NR: from your point of view, where do you see the movements and/or the most interesting contradictions in capitalism, whit a potential of breakage? We are thinking, for instance, to the logistic sector in Italy.
JT: First from most of the potential breakage points in the capitalist economies in general -since we are talking about an international system- is the issue of what happens in China.
China has been the engine of much economic growth in the rest of the world, but now that engine is coming upon serious difficulties and constraints which are not yet apparent. In particular, the fact their trade position is deteriorated, that they no longer have [trade] surpluses. The financial consequences of this would make them more cautious in the future. Moreover, adding to this the problems with the labor force and the environmental difficulties, China is going to be a major problem.

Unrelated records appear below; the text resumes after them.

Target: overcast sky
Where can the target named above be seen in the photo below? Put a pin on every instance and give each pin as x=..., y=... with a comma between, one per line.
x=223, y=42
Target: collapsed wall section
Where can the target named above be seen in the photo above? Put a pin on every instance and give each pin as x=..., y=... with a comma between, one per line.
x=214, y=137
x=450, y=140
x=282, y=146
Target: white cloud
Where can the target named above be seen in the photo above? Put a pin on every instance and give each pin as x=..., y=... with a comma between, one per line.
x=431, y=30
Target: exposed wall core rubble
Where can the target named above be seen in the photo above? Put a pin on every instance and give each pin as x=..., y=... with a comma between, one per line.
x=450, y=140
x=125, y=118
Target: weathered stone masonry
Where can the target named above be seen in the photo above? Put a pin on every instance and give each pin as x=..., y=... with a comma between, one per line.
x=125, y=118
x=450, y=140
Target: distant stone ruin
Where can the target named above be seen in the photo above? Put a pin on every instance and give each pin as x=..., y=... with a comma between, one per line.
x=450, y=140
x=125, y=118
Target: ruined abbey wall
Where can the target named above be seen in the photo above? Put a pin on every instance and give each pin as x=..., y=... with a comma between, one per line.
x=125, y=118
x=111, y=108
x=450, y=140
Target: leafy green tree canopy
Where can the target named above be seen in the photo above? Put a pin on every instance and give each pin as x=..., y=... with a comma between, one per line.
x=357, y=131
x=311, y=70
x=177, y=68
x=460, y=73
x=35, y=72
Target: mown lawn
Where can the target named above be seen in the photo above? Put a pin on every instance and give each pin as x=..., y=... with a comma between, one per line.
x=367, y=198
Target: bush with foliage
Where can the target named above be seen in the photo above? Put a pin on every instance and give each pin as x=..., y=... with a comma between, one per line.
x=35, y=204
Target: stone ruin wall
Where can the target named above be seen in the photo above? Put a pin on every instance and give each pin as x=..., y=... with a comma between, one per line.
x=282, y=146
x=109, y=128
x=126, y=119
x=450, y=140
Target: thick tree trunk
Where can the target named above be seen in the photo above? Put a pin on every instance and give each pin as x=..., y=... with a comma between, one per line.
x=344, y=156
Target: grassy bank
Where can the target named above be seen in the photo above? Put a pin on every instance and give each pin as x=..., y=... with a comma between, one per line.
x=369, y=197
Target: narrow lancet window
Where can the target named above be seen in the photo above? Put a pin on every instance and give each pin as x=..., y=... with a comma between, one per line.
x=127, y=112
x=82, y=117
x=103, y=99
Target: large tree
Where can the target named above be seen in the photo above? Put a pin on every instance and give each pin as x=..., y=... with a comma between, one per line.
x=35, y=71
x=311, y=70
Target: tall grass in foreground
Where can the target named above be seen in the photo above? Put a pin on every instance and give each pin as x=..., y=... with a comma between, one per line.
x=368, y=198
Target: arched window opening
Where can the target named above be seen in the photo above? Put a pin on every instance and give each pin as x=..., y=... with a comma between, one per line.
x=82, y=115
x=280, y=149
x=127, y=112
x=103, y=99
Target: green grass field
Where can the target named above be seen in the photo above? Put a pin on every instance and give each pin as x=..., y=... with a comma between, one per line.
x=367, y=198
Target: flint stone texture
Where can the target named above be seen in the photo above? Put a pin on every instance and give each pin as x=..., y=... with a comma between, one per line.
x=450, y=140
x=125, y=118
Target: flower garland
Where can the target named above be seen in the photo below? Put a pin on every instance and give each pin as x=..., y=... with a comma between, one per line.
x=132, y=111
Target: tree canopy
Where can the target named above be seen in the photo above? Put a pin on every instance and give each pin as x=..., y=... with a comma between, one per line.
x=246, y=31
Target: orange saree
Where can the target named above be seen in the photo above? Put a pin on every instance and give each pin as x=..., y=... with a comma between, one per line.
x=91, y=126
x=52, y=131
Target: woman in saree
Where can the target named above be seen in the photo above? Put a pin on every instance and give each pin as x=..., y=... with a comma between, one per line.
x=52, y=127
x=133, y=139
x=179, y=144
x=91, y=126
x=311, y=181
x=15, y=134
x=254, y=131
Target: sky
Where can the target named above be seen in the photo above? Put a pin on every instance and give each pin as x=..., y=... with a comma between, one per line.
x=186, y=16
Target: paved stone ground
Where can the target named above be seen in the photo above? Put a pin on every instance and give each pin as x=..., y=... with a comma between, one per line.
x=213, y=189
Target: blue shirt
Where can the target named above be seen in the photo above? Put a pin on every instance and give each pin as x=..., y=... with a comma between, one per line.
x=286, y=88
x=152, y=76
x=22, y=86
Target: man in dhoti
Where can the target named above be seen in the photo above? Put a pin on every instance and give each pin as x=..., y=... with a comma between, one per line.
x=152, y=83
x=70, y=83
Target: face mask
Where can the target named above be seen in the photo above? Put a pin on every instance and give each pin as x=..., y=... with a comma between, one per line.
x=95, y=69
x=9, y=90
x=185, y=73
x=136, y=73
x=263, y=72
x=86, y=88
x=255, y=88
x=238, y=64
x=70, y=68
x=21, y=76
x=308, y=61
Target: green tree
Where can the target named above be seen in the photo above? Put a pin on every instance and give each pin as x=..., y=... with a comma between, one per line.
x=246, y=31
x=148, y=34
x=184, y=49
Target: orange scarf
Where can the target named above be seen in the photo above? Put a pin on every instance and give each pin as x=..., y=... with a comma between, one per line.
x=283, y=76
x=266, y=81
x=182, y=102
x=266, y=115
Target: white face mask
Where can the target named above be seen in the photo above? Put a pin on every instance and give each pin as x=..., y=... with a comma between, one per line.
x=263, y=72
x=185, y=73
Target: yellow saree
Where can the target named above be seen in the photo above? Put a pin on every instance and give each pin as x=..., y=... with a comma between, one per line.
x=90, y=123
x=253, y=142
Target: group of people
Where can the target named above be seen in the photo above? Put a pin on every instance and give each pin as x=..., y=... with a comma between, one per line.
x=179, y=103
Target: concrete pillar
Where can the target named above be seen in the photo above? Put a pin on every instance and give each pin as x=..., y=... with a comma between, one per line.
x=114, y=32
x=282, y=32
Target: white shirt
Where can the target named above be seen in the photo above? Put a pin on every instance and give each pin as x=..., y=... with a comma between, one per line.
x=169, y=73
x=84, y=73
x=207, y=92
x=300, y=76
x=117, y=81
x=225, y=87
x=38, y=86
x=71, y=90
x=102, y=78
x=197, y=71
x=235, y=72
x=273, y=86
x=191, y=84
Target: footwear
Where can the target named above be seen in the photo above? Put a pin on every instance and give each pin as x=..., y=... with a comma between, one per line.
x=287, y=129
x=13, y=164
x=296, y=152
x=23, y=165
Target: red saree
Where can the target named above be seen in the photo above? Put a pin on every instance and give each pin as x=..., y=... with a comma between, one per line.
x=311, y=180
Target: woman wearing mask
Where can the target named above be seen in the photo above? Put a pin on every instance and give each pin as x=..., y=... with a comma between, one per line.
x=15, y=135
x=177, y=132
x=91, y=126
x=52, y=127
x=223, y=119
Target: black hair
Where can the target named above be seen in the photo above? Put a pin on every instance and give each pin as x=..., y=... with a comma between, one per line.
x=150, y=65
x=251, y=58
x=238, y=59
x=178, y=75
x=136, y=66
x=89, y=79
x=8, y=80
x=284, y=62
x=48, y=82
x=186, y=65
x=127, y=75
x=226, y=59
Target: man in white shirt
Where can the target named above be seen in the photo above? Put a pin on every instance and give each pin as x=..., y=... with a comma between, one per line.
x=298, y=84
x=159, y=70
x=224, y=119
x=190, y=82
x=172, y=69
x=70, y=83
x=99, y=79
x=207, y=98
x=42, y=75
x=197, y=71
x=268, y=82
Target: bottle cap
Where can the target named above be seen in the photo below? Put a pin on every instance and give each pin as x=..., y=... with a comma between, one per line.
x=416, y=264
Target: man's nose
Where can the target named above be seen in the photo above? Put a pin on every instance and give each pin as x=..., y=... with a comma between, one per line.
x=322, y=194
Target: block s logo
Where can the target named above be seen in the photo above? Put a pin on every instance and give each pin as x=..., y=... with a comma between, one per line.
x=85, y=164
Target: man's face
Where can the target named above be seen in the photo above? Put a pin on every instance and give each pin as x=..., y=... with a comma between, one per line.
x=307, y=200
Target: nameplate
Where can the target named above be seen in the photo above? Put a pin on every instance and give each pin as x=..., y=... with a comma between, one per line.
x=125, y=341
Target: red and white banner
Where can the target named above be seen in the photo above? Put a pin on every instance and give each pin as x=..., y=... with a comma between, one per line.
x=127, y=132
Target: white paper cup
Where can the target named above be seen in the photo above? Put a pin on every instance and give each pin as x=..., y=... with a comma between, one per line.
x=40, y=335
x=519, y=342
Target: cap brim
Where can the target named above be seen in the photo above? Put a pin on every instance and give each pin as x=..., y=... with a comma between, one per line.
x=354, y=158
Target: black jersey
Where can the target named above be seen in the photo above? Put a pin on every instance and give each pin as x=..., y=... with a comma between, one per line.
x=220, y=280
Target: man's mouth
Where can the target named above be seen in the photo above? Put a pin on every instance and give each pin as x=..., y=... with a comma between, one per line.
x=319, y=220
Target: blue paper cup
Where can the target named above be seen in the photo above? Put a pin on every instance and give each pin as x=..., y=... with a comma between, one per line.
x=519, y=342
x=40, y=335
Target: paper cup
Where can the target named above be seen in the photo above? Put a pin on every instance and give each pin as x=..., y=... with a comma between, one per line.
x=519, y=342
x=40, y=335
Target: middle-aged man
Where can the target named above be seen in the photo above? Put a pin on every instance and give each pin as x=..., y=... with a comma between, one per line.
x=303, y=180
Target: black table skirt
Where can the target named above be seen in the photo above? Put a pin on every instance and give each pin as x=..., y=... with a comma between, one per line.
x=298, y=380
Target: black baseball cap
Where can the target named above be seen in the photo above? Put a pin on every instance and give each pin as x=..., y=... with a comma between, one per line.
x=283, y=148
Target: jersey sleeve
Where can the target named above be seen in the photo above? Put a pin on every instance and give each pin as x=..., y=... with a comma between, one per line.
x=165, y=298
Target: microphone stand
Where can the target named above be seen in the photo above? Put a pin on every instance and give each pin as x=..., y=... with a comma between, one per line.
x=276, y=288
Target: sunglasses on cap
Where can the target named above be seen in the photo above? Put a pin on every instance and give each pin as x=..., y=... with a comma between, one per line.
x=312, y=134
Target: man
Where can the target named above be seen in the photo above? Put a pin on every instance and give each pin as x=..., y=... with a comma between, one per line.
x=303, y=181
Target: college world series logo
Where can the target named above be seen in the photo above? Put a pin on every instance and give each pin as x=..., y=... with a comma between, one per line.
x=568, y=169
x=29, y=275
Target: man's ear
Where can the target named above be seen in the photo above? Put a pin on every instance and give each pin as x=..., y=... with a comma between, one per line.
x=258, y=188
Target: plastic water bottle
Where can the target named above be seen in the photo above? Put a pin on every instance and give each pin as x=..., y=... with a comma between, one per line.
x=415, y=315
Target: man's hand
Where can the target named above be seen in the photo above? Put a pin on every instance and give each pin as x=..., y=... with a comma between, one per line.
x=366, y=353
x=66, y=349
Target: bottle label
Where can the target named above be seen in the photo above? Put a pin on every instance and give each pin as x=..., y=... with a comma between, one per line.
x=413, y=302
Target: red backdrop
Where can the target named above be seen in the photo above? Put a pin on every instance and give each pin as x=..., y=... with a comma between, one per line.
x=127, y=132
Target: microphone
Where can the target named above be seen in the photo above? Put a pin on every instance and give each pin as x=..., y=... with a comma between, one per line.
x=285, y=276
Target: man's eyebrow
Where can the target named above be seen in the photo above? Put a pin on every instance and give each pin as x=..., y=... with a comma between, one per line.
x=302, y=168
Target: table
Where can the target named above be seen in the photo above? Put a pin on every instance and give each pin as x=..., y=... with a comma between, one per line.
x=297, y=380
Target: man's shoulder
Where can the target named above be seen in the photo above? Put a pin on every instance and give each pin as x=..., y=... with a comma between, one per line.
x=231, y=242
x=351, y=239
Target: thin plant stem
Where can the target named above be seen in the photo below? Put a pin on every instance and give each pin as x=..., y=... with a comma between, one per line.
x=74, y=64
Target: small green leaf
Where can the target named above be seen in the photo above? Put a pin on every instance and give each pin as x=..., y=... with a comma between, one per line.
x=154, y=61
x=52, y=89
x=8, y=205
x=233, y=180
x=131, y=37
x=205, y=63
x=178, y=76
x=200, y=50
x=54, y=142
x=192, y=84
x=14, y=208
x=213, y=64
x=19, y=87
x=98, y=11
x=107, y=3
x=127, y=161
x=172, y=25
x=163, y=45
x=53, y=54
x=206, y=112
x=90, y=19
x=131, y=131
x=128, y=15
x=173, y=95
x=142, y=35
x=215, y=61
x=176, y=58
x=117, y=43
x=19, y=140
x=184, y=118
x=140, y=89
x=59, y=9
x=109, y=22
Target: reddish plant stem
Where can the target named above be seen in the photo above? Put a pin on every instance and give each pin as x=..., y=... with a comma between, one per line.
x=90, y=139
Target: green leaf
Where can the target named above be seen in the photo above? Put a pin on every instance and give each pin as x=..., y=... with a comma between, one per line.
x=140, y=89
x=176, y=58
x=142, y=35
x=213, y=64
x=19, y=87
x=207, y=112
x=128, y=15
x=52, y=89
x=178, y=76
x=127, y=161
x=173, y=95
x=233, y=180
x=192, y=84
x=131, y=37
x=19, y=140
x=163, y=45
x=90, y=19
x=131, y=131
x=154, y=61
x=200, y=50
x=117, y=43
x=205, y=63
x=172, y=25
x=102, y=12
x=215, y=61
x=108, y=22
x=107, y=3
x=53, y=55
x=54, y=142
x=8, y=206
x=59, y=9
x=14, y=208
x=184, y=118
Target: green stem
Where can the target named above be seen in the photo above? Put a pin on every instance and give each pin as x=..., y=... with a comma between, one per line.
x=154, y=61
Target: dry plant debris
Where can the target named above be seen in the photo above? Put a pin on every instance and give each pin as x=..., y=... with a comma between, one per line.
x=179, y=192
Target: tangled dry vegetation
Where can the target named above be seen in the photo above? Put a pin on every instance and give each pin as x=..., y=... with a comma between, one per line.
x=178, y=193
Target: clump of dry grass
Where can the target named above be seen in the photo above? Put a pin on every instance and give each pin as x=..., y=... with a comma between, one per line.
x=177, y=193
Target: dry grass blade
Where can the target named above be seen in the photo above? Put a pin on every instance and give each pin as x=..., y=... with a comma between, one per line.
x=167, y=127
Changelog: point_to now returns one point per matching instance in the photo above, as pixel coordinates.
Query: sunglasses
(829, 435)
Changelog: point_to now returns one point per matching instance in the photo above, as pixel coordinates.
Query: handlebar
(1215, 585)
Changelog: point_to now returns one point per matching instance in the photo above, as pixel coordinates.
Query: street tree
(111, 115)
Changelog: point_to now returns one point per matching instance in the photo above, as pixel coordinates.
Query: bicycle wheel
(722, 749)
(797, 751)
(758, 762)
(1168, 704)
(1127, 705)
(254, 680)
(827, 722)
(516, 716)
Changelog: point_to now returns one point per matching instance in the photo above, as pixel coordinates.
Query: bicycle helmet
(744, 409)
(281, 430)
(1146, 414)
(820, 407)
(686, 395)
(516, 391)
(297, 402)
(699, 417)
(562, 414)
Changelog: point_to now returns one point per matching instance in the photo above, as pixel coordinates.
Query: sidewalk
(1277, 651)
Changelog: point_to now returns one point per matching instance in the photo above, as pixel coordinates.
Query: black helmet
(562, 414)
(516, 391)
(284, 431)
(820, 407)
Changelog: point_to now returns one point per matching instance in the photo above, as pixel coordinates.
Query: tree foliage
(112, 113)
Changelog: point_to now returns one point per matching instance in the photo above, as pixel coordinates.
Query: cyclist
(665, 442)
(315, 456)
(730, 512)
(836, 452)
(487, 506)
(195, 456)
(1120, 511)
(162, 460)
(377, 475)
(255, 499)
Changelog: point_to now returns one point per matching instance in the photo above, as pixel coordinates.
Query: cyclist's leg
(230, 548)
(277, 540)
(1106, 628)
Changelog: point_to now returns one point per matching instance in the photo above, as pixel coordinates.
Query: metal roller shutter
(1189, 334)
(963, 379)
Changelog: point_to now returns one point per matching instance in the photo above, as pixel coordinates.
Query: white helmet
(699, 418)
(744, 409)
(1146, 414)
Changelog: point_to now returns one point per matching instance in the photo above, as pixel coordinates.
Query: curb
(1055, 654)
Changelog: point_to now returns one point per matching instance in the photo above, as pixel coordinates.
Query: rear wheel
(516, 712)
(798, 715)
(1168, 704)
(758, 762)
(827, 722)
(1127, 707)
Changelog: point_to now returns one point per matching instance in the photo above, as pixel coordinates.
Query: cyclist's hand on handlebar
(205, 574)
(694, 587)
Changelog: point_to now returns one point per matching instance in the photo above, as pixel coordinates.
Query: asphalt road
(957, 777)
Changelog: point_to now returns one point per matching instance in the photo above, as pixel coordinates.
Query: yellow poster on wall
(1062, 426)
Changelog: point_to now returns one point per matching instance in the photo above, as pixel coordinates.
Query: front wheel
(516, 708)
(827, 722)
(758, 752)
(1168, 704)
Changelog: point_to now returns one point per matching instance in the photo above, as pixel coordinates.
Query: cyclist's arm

A second breakage point is the war on poor people in Europe which is particularly on workers and union rights and it is holding back the recovery of the economy. With respect to this, I think that the supporters of under-consumption are partially correct in their views.
I think the result of both of these facts would be the political consequence: the raise of nationalism in Europe and the raise of xenophobia and what comes with it, and a greater willingness to engage in wars. Indeed, we have already seen what’s happened in Middle East, I think the problems in the Middle East can only get worse at the moment.
I think all of these are causes for deep worry, in particular as the growth of the economy slows down, this will have effects on many of the developing countries, who have been stabilized up to now by high commodity prices. I don’t think that those could be guaranteed in the future, and this will poison the politics of those countries.